オンラインポータルサイトの専門家評点は3点台なのに、観覧客の評点は8点を超える。封切り前に「国ポン(愛国心を卑下する表現)」映画という言葉まで出てきた『仁川(インチョン)上陸作戦』(イ・ジェハン監督)が上げた中間成績表だ。

先月27日に封切りしたこの映画は、7日で観客数350万人を突破した。公開から2週目に入った今も平日観客数40万人台を維持して巡航中だ。封切り前のメディア試写会直後の評壇で「時代に逆行した映画」「季節はずれの反共映画」などの酷評があふれたこととは非常に対照的な結果だ。「古い感性では興行が大変」という見通しも面目を失った。

中高年層の劇場流入も速いスピードで進んでいる。CGVリサーチセンター集計(1日基準)によれば、この映画の40代以上の観客の割合は封切り5日で42.3%に達した。1週間前に封切りした『釜山(プサン)行き』の40代以上の観客の割合が2週目で33.3%を記録したことに比べるとはるかに高い数値だ。封切り前には評壇から酷評されたが、封切り後に観客から支持を受けている現象は何を意味するのだろうか。


投資・配給会社のCJエンターテインメント側は「感動の実話」を扱ったという点を主要な興行要因に挙げている。「十分に知られた歴史的事件の実際の過程を通じてフィクションとは違った重量感ある感動を伝える映画」という点で『鳴梁(ミョンリャン、邦題:バトル・オーシャン海上決戦)』の興行パターンと似ざるをえないという説明だ。CJ側は封切り前日、釜山にある海軍の独島(ドクト)艦で海軍将兵らと軍人の家族、韓国戦争の参戦勇士ら1200人余りと共にする国内初の艦上試写会を行うなど異色のマーケティングを展開して目を引いた。

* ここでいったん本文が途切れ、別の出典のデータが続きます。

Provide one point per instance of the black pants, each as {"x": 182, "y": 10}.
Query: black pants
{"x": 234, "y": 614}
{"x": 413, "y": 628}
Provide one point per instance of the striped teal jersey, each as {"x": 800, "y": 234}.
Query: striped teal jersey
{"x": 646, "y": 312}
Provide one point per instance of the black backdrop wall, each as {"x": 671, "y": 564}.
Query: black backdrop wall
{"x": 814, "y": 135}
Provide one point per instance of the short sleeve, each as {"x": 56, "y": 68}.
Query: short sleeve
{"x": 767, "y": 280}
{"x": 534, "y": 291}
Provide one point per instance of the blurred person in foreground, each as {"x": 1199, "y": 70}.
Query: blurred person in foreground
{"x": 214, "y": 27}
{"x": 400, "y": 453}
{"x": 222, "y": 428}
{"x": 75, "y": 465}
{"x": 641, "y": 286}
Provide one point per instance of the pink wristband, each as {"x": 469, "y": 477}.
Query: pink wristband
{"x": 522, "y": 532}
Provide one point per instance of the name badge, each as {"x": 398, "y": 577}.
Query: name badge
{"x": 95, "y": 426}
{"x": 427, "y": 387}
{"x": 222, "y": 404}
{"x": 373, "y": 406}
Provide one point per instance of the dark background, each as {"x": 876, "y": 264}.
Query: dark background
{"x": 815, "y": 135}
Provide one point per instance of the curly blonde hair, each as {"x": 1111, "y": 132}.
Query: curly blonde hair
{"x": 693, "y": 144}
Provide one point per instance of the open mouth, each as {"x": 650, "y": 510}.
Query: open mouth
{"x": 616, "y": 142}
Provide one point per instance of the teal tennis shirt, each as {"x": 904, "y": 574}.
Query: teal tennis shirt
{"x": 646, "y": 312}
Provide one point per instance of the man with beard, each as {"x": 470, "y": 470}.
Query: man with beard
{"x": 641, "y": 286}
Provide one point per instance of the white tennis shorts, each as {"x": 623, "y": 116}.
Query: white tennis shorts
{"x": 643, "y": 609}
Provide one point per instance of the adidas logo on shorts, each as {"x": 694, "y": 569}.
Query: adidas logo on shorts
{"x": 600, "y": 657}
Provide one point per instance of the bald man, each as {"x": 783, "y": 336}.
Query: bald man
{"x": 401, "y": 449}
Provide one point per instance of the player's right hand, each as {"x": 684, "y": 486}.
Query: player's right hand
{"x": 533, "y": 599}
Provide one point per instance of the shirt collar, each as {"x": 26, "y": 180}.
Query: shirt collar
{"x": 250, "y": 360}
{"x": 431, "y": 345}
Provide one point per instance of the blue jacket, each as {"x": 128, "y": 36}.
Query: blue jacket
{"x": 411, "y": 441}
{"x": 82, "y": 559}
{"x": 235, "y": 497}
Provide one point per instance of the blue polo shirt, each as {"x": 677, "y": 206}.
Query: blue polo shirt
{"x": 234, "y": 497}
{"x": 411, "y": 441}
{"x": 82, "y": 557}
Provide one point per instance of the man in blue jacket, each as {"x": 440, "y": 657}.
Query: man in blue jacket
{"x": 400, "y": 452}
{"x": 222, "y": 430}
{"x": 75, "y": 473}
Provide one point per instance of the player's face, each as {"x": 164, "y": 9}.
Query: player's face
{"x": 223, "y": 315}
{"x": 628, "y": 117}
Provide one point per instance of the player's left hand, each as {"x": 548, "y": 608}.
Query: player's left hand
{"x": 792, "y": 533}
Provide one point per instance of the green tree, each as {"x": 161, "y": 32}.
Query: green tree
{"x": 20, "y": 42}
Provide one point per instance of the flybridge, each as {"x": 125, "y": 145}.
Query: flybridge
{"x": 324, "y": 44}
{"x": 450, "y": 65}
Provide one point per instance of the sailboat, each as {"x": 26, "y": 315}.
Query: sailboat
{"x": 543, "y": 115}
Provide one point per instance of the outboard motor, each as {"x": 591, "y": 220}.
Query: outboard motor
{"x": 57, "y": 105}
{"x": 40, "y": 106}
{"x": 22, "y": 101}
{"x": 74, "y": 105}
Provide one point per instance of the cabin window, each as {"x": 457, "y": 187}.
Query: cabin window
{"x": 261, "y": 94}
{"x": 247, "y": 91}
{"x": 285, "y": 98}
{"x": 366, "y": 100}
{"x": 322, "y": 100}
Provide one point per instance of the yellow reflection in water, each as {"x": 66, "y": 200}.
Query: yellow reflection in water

興行にもかかわらず批評的観点では依然として残念な映画だというのが評壇の大半の意見だ。ある映画評論家は「歴史的事件を扱ったこと自体がうまく進まなかったというのではなく、反共主義を民族主義にあからさまに置き換える『小細工』がうかがえる映画だという点が問題」とつねった。マッカーサー将軍を再現したやり方に対しても否定的意見がある。ファン・ジンミ映画評論家は「現時点ではマッカーサーに対する多様な解釈が出てくる可能性があるにも関わらず、彼を苦悩する思想家として尊敬を受けて当然な対象とだけ描いた演出は問題」と指摘した。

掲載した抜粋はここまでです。